Mots clés : effets secondaires, Curiethérapie, Cancer de la prostate localisé
Auteurs : Rodolphe THURET, C. HENNEQUIN, F. DESGRANDCHAMPS
Référence : Progrès FMC, 2005, 15, 1, 3-5
Le cancer de la prostate est actuellement en France le cancer le plus fréquent chez l'homme de plus de 50 ans. Son incidence est en constante augmentation et se fait essentiellement au profit des formes localisées.
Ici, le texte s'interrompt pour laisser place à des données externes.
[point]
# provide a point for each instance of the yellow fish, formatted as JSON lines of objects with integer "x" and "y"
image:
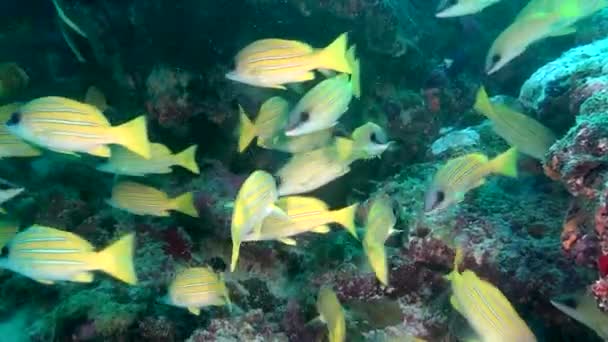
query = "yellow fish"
{"x": 141, "y": 199}
{"x": 48, "y": 255}
{"x": 11, "y": 145}
{"x": 127, "y": 163}
{"x": 380, "y": 224}
{"x": 197, "y": 287}
{"x": 69, "y": 126}
{"x": 459, "y": 175}
{"x": 271, "y": 63}
{"x": 332, "y": 314}
{"x": 486, "y": 308}
{"x": 519, "y": 130}
{"x": 271, "y": 118}
{"x": 255, "y": 200}
{"x": 304, "y": 214}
Il est maintenant prouvé que la curiethérapie, pour des patients ayant de bons facteurs pronostiques (Gleason inférieur ou égal à 6, PSA inférieur ou égal à 10 ng/ml et cancer cliniquement localisé), obtient les mêmes résultats de survie sans récidive biologique que ses deux aînées. Ses effets secondaires doivent donc être connus de l'urologue et du radiothérapeute pour orienter et aider son patient dans le choix du traitement curateur adéquat. Le recul de nombreuses séries de curiethérapie prostatique permet actuellement d'en avoir une idée assez précise, afin de pouvoir les comparer à ceux des autres thérapeutiques proposées et d'expliquer au patient avant traitement leurs possibilités de prise en charge.
L'intensité des effets secondaires étant corrélée à la qualité de mise en place des implants radioactifs, le challenge des années futures sera d'optimiser la réalisation de cette technique, notamment par le biais de dosimétries per-opératoires plus performantes.